So, keeping those key terms in mind and the relative hierarchy for how we should be considering these various channels inside the Mailchimp platform, next, let’s take a look at some of the common reasons people come to Mailchimp. This will include a very high-level definition of some of the most popular channels such as Classic Automations, in addition to common reasons people generally use Mailchimp. So, let’s take a quick, high-level view of these automated channels.

Classic Automations

Throughout the application, there are several features that, at least conceptually, seem to be a product that will automate something for you. You’ll see as we go from feature to feature within the product that some of these things really will automate more for you than others. In the context of the platform itself though, you will see references to Classic Automations. These are sequences of emails that the Mailchimp application will generate for you with event-related logic in between. The terminology here refers to linear, prebuilt automation. What I mean by linear specifically is that these automation styles rely on single emails with single events between them. They will not fork or diverge to alternating emails. For example, the automation sequence might look something like this:

  • Event 1: New subscriber joins Audience A
  • Email 1: 1 hour after subscription, the application sends Email 1
  • Event 2: Subscriber opens Email 1
  • Email 2: 1 day after Email 1 is opened, the application sends Email 2

As we can see here, there are no forks or deviations from a single thread of logic.

Customer Journey Builder

This is also an automation-based feature. The main difference between Classic Automations and Customer Journey Builder is that Customer Journey Builder does enable you to apply forks to events. You may have heard the term customer journey elsewhere specifically in the context of product management and development. You can think of it as a feature within Mailchimp that empowers you to create more advanced marketing pathways for your audience to move through. When we refer to a customer journey map specifically in Chapter 12, we will talk about the visual that the application makes for you as you develop your event and email maps that relate to how your audience members move through the content that you’ve pre-made.

 

Common utilizations

Let’s get into some common utilizations in which multiple channels might be helpful. At the very end of the book in Chapter 16, we’ll dig deep into these use cases and talk more about the business models and how they connect and ladder into the Mailchimp platform. Here, we’ll take a look at who you might be as a marketer or commerce customer.
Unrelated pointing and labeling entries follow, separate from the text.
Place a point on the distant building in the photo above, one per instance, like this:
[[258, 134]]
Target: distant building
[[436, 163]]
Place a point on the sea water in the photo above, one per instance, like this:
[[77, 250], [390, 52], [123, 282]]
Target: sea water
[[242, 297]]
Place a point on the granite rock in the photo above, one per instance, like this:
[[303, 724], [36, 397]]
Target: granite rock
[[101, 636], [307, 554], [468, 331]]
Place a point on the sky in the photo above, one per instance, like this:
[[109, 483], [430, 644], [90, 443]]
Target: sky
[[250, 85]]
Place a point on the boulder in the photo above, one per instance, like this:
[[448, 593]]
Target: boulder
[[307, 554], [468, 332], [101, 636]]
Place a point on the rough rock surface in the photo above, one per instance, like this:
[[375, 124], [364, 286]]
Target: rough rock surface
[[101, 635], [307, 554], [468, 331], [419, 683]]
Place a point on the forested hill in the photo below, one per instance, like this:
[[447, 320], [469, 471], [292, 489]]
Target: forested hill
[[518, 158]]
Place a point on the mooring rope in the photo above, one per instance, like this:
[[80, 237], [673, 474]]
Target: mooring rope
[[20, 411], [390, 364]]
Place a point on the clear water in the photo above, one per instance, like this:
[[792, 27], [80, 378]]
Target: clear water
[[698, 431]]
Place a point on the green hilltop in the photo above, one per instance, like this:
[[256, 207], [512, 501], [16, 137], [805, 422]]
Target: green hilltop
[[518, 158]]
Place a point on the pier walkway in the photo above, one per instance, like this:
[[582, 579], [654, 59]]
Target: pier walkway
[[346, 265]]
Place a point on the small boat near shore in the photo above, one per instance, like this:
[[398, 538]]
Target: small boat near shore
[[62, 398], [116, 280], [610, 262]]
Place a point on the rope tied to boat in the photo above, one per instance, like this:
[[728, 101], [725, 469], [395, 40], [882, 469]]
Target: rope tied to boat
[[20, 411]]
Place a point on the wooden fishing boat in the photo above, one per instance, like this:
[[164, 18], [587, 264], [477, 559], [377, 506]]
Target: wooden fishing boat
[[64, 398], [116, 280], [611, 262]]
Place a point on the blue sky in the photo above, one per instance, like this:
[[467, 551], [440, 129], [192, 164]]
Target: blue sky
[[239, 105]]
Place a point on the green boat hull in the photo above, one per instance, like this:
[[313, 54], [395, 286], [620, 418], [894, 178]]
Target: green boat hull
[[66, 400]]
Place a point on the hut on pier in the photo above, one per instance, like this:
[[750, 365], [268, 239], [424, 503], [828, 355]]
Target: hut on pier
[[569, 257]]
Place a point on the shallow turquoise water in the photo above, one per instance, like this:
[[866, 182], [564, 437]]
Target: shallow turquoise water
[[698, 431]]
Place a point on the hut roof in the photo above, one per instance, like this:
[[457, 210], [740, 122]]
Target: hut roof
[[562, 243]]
Let’s check out some quick profiles for the following:

  • Digital content creators
  • Brick and mortar
  • Service providers
  • Mensa marketers
  • E-commerce marketers

Digital content creators

This is a huge umbrella – it includes traditional internet denizens such as bloggers, but is now synonymous with anyone on the internet who creates content for education, entertainment, or both. Most commonly, it’s associated with digital content creation and platforms such as Mailchimp that offer a home from which these creators can drive a lot of their content channels.

Brick and mortar

There’s little I love quite like a small, independently owned, local business. Maybe that’s a side-effect of working on products to support them for so long or growing up in a Latin community with bodegas on every corner and entrepreneurs hustling to build a new life. Mailchimp makes a great platform for businesses with physical locations or popups looking to expand brand awareness in their city or even outside of their immediate area.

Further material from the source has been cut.